QUANTIFYING ORNAMENTAL VARIABILITY IN AN AMMONOID CLADE USING GIS SPATIAL ANALYSES

Ammonoids are known for their intraspecific and interspecific morphological variation through ontogeny, specifically in ornamentation. Ornamental features are difficult to homologize, which makes qualitative descriptions and widely-used morphometric tools inappropriate for quantifying the complex morphologies of ammonoids. However, spatial analyses such as those applied in geographic information systems (GIS) allow for global quantification and visualization of shell form. Here, I present a GIS-based method in which ornamental variability is assessed in order to evaluate evolutionary patterns in two heteromorph ammonoids.

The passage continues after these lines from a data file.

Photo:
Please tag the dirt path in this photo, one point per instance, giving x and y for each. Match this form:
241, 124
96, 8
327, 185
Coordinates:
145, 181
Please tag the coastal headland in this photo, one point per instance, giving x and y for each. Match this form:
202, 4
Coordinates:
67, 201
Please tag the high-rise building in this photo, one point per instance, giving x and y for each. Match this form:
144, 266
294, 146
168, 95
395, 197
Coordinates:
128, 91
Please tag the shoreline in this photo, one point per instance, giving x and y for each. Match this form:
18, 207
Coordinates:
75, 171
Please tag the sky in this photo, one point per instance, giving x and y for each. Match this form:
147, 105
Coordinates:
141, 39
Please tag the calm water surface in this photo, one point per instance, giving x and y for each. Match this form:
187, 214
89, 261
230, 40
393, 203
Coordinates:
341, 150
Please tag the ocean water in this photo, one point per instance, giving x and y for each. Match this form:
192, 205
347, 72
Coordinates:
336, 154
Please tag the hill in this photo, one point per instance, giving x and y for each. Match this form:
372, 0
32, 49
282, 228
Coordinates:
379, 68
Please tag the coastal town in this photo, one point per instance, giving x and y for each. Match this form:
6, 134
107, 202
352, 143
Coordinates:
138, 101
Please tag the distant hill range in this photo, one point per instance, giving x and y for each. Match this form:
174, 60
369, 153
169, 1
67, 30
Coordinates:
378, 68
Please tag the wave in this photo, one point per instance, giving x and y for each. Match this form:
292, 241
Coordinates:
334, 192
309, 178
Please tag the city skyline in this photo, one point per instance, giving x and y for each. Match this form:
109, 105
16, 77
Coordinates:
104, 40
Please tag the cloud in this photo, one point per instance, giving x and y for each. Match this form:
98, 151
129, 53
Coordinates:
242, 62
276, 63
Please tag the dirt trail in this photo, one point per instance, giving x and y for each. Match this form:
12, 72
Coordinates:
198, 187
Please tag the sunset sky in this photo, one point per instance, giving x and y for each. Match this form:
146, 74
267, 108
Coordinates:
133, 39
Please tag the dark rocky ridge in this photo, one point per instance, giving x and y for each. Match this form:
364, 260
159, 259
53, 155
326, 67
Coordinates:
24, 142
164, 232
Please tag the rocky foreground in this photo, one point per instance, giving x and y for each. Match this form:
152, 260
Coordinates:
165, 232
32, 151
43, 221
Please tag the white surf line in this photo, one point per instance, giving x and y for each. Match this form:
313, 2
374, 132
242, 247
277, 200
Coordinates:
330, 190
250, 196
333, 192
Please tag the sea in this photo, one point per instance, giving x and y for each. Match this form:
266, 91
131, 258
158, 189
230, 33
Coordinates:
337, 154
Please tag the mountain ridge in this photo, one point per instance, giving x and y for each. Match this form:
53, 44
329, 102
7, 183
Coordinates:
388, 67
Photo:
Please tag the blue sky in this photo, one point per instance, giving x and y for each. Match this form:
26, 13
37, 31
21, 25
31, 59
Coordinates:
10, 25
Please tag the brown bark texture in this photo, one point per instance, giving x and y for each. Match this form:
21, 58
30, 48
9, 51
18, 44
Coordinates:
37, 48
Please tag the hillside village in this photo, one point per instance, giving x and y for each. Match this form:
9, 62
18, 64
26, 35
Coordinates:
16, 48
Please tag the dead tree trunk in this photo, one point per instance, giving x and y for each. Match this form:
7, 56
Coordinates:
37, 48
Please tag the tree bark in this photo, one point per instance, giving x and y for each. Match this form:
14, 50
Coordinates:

I applied GIS-based techniques to sister species from the Late Cretaceous Western Interior Seaway: the ancestral and more variable Hoploscaphites spedeni, and descendant and less variable H. nebrascensis. I created digital models exhibiting the shells’ lateral surfaces using photogrammetric software and imported the reconstructions into a GIS environment. Orientation Patch Count (OPC), traditionally used to quantify dental complexity, was used as a terrain roughness index to quantify the degree of tuberculation. This 3D analysis exposed the overlapping morphologies of H. spedeni and H. nebrascensis, with H. nebrascensis specimens exhibiting similar ornamentation to the most tuberculate H. spedeni. In order to evaluate the 2D distributions of ornament on each shell, I digitized the tubercles as points and the ribs as polylines. Average Nearest Neighbor analysis revealed that the distribution of ribs is constrained in at least H. spedeni, and the distribution of tubercles is more variable through ontogeny between both Hoploscaphites species.

The results of the GIS-based spatial analyses demonstrate that the target for evolutionary change in this clade resides in the macroconch body chamber. Specifically, H. nebrascensis is a paedomorphic descendant of H. spedeni, derived by means of prolonged tubercle expression through later ontogenetic stages. However, H. nebrascensis microconchs retain developmental flexibility from H. spedeni. These results are consistent with previous research on these species and demonstrate the versatility of GIS-based spatial analyses to successfully and objectively quantify and visualize ammonoid characters and character states.